Putting a stamp on architecture; A season's samplings of exhibits
What's on the design block?
The season, first of all, bears the literal ''stamp'' of architecture. Yesterday, Sept. 30, the final block of major buildings on postage stamps was issued to celebrate the 125th anniversary of the American Institute of Architects.
The latest batch of ''Architecture USA'' stamps updates a philatelic enterprise that began with work by Jefferson and Bulfinch, moved in batches of four through Victorian Gothic and turn-of-the-century Gold Medal winners, and winds up this week with three modern monuments.
Some 165 million stamps will depict Fallingwater at Mill Run, Pa., by Frank Lloyd Wright; the Illinois Institute of Technology in Chicago by Ludwig Mies van der Rohe; the Gropius House in Lincoln, Mass., by Walter Gropius (with Marcel Breuer); and Dulles International Airport outside Washington, D.C., by Eero Saarinen.
As if to parallel the glut of skyscrapers rising in Manhattan, the Museum of Modern Art will offer the trendiest architecture exhibition of the next months.
''Skyscraper,'' Jan. 26 through March 22, will focus on three of the latest high-rise spectacles. Model drawings and construction photos of three of the breed will amplify the design process. Right now, however, curator Arthur Drexler will not cite the names of the chosen few. A good guess, however, is that Cesar Pelli's controversial cliff dweller now under construction for the museum itself will be one of the three cliffhangers.
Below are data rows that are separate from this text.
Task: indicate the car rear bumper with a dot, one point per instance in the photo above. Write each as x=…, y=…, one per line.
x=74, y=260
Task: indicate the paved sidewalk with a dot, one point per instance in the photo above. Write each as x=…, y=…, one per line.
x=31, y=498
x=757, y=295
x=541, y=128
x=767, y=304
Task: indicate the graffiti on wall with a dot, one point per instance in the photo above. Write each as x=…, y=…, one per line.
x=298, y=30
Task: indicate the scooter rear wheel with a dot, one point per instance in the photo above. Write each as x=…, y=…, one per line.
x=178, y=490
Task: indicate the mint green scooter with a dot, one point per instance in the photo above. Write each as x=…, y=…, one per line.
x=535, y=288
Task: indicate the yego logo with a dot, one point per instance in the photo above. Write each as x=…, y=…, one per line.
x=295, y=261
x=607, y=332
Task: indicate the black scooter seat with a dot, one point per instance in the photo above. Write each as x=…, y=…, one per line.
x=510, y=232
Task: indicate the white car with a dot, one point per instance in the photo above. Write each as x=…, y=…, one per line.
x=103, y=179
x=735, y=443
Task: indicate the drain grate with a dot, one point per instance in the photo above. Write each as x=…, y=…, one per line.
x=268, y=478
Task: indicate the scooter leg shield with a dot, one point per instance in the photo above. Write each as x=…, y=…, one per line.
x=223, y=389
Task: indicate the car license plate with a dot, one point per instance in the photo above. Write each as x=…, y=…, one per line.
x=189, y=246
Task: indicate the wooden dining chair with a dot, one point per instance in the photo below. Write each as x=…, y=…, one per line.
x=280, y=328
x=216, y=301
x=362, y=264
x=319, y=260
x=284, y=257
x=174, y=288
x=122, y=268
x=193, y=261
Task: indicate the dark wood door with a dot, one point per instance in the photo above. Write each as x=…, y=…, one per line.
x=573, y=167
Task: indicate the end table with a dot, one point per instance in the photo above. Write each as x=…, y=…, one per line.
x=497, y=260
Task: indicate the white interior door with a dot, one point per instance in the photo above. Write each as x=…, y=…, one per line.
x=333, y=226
While ''Le Corbusier's Sketchbook,'' reviewed here, makes a stop at the National Academy of Design in New York through Oct. 31, another unusual exhibition begins its United States rounds this month.
''Rudolph Steiner's Architectural Impulses'' brings the expressionistic design of the philosopher-educator to Harvard's Gund Hall and Hilles Library through today, then to the Rhode Island School of Design and elsewhere.
''So long,'' Steiner said, ''as we are compelled to hold our meetings in halls whose forms belong to a declining culture, our work will unavoidably also more or less share the fate of all that is caught up in its decline.''
At 46, Steiner came to the conclusion that color and shape followed function on a spiritual level. He translated the sentiment into an extravagant architecture.
Educator, philosopher, scientist, this architect of matters of the nonmaterial shaped an architecture of expressive, almost bizarre arrangements because, as he put it, ''You are only able to express a true harmony of the soul when you are surrounded with colors and forms that express your most valued thoughts, feelings, and instincts.''
So Arne Klingborg, the organizer of this strange but haunting exhibition, described the show launched for the 50th anniversary of Steiner's creation of the Goetheanum in Sweden a couple of years ago.
The architectural environments for life upon the ''wicked'' stage also gets some attention this season.
An exhibition of ''American Picture Palaces'' will run Nov. 23 through Feb. 27 at the Cooper-Hewitt Museum in New York. Everything from furnishings and photos to a sign from the Roxie will display these endangered but endearing extravaganzas.
Singular architects will also appear on the fall exhibition agenda. ''Uncommonly Frank,'' a traveling show of the houses and offbeat furnishings of California architect Frank Gehry lights at Boston's Institute of Contemporary Art through Oct. 31.
The Max Protech Gallery in New York, which prompts architects to shake out their sheafs of drawings on a regular basis, will offer next month the work of Venturi Rauch & Scott-Brown, known for espousing ''complexity and contradiction.'' The gallery will also feature the intellectually rigorous design work of John Hejduk in February.
Frank Lloyd Wright will appear three- and two-dimensionally, so to speak, when the restored living room he designed in the Francis Little home from 1912- 1915 opens at the Metropolitan Museum of Art in New York, in the American Wing, Dec. 5.
To accompany the slow and controversial installation from the demolished building, the museum will offer 60 its own Wright artifacts: furniture, ceramics , fragments, graphics, and other drawings will appear in conjunction with the opening from Dec. 5 to March 1.
Moving from private to public spaces, the Municipal Art Center in New York is offering a view of ''Culture Stations,'' subway stops as designed objects.
Another anniversary offers this New York center a chance for still another exhibition: The 50th year of the Rockefeller Center will be celebrated with photos, memorabilia, and some video displays to recall the origins of the megacenter that predated all megacenters half a century ago.